Five year plans??! What is this, the effin’ USSR?!?



In retrospect, the question seems pretty standard for a job interview, but the full and honest truth of the matter is that I really have no idea what my five year plan is. I can tell you what I don’t want to be doing in five years from now, but I haven’t really thought through the specifics of what I do want.


If I had been asked that question in September 2004, the answer would have been simple: In five years, I would be almost finished my Ph.D. and I would be preparing to scope out a professor position at a university.


Things changed, though. Things always change.


Now, if I think through what I really and truly want for myself for the next five years, I think more in general terms. I want to live in Victoria. I want to be in a still-happy marriage with Marty. I want to live somewhere without neighbours above or below us. I want to be pursuing a meaningful line of work. What that meaningful line will be, however, I can’t say right now.
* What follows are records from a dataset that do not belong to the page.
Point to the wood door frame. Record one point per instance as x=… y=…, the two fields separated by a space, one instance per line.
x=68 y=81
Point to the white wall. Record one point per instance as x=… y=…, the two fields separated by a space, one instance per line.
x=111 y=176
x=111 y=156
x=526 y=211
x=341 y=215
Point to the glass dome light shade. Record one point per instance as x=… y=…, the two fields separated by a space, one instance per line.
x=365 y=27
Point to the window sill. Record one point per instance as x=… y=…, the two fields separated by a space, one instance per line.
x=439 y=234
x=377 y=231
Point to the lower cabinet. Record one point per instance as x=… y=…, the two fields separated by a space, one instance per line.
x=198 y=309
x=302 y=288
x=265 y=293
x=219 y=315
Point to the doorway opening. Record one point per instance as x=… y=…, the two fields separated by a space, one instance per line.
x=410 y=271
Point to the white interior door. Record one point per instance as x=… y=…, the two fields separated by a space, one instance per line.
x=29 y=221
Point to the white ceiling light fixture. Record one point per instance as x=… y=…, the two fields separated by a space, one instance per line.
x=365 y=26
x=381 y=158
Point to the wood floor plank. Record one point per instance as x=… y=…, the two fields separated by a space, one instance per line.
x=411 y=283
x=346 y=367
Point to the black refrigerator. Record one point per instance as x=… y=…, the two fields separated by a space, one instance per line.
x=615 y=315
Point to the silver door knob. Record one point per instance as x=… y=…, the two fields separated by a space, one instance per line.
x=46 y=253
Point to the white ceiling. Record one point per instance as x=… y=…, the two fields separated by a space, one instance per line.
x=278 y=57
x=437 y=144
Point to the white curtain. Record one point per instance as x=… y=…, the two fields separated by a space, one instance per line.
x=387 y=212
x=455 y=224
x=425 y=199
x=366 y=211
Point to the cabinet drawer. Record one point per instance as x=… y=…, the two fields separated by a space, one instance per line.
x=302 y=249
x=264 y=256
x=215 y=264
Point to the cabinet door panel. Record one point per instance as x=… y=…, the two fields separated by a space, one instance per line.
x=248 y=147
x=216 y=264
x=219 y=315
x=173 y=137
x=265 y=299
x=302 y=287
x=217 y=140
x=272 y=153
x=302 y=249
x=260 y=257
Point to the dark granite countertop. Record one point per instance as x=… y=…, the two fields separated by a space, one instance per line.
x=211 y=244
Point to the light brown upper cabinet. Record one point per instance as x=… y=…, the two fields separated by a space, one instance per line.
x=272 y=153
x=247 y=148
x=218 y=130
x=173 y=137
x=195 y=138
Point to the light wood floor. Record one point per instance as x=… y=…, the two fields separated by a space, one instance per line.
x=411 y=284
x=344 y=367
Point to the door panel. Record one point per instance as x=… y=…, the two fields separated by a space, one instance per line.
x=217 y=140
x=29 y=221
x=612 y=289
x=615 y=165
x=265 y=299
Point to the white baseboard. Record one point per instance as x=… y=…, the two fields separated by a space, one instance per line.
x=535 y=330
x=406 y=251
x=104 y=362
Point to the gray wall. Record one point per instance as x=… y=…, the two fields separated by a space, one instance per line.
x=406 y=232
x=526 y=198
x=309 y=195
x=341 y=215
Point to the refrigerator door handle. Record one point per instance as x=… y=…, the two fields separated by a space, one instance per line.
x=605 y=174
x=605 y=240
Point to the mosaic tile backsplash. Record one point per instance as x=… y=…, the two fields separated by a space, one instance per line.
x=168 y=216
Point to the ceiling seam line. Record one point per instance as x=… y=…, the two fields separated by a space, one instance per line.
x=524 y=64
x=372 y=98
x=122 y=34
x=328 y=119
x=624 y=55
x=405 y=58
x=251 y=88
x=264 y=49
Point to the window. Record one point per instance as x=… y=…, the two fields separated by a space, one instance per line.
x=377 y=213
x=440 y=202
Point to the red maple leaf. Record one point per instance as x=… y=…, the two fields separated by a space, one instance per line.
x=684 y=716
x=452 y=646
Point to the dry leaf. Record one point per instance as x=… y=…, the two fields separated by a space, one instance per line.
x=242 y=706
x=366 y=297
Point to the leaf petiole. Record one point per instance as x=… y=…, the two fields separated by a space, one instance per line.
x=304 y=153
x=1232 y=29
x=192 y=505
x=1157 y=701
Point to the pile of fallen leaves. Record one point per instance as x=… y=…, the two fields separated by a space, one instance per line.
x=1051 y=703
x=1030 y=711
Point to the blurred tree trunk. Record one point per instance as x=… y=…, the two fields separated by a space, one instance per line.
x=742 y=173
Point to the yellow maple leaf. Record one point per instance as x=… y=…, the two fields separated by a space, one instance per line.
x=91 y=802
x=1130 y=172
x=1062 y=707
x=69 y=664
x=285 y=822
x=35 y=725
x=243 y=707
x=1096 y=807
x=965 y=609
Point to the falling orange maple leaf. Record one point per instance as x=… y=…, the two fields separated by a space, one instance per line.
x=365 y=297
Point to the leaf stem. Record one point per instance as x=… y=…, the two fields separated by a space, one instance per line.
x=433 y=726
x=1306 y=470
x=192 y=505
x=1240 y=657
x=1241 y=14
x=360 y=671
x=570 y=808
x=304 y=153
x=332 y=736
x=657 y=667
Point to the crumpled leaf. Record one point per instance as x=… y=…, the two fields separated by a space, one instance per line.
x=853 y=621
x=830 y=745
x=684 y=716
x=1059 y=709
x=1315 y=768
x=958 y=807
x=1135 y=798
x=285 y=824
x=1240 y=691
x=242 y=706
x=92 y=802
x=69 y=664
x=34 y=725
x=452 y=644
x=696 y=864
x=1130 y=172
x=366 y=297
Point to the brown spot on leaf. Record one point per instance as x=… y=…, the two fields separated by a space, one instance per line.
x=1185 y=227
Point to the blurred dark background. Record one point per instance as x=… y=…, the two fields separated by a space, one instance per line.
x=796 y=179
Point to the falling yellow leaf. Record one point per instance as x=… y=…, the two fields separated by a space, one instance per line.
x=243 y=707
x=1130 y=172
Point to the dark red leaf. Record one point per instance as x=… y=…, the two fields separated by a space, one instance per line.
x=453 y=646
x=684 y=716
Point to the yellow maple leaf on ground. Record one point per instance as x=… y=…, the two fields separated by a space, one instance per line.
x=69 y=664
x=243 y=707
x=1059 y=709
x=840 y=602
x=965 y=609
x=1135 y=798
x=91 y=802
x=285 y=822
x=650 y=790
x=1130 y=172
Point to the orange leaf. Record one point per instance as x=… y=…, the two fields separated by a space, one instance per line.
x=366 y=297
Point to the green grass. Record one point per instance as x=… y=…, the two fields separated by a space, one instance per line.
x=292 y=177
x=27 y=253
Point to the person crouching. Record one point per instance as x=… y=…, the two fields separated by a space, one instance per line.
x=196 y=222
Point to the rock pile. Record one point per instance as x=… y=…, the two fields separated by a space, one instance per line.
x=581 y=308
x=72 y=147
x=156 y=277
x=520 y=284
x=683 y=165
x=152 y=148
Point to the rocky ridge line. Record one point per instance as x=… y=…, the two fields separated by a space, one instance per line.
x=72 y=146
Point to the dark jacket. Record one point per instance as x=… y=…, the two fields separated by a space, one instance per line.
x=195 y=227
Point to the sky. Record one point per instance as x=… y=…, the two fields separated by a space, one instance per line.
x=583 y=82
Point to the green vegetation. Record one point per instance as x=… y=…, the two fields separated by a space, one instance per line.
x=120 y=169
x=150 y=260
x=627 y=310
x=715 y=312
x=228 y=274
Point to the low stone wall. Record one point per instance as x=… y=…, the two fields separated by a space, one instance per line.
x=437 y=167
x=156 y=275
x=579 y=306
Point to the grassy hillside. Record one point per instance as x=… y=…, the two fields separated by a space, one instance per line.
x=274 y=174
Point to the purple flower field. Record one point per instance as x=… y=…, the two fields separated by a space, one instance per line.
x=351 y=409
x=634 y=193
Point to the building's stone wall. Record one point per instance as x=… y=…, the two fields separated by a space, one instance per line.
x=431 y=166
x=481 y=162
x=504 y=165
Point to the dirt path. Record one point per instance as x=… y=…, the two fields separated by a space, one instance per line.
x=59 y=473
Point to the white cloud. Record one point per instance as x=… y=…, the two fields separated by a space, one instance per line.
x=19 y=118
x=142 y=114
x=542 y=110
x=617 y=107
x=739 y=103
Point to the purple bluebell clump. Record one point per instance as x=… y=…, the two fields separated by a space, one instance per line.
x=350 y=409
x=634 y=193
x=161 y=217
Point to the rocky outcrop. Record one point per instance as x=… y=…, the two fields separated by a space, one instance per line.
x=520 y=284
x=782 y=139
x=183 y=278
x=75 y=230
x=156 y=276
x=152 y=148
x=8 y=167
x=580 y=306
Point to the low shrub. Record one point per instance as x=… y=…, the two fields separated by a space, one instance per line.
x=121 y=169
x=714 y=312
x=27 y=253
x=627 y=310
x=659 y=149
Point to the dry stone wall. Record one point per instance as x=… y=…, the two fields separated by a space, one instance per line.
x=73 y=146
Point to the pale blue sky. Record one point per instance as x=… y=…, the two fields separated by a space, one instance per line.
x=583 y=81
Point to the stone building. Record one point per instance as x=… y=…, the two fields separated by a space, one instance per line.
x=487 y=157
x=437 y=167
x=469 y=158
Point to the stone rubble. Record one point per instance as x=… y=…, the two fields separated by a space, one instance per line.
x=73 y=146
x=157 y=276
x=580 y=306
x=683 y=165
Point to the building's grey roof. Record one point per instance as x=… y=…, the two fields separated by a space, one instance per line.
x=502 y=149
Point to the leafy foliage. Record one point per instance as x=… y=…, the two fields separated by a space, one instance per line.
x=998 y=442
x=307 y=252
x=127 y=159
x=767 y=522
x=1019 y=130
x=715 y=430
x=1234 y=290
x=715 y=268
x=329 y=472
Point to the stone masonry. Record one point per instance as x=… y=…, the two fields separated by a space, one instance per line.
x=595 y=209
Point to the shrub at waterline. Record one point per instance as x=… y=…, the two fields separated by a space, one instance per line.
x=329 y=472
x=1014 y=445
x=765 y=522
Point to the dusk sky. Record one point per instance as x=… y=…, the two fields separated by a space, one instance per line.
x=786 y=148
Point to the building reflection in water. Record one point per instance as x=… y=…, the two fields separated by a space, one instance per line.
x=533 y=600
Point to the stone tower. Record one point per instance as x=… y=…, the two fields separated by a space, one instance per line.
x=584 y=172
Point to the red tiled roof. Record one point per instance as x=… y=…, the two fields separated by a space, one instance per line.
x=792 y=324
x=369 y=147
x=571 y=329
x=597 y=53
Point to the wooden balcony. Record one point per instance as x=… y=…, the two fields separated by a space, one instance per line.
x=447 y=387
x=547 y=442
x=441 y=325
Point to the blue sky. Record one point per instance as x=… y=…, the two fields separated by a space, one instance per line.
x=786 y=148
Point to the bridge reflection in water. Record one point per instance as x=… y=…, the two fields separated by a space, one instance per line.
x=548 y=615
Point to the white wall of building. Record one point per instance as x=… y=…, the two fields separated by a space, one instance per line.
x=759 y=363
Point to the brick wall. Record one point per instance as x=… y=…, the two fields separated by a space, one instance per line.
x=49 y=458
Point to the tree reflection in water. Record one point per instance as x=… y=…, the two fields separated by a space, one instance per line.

I can’t even recall how I really answered that question in my interview. It was probably an OK answer, but if she was hoping for me to demonstrate how focused and goal-oriented I can be, I didn’t.


The odds are good that I won’t be getting called back for that position, but I’m glad I had the opportunity to go through the interview nonetheless. It got me thinking a lot about my goals, and it even kick-started something inside of me that has been lying around like a lazy blob since I defended my thesis.


Does anybody know a textbook answer to the five-year plan question? I won’t lift it for my next interview or anything… I’m just curious what employers are actually looking for when they ask it.

4 comments:

Anonymous said...

You never know, maybe you'll be surprised, otherwise it was not meant to be.
I have had many interviews, and the way I would answer that one would be the whole vague way of saying some (crap) answer such as
"I want to be beginning to establish a career in.... while pursuing to move up by ..... and taking advantage of what the community of Victoria has to offer".
Hindsight is always 20/20 though!

Anonymous said...

I would say Terra's pretty much bang on for the appropriate if you don't have anything too specific answer. You could also be brutally honest and say that you're exploring a couple of avenues in trying to decide on a more long term plan - heck, maybe they are only thinking short term anyways, or don't want a big risk but that's just a thought.

Anonymous said...

congratulations for getting an interview! I haven't had one of those since the '90's so I'm drawing a blank on what I would have said. Guess they're weeding out the undesirable types like me answering "I see myself raising a herd of sheep, mothering two Craiglettes on our solarpowered hobby farm in the middle of nowhere but at the centre of everything".

Wednesday L said...

"Why didn't you ask me that five years ago when I was 18, ASSHOLE?!?"
(Or, 20 in your case.)
***
I'm glad that your Wednesday-chanelling abilities were set to low during the big J.I.
I've been hitting the pavement myself in anticipation for my Feb. 14th last day, and honestly, it's draining... If you come across something as easy and quick, but far less compromising than nude housecleaning, please drop me a line.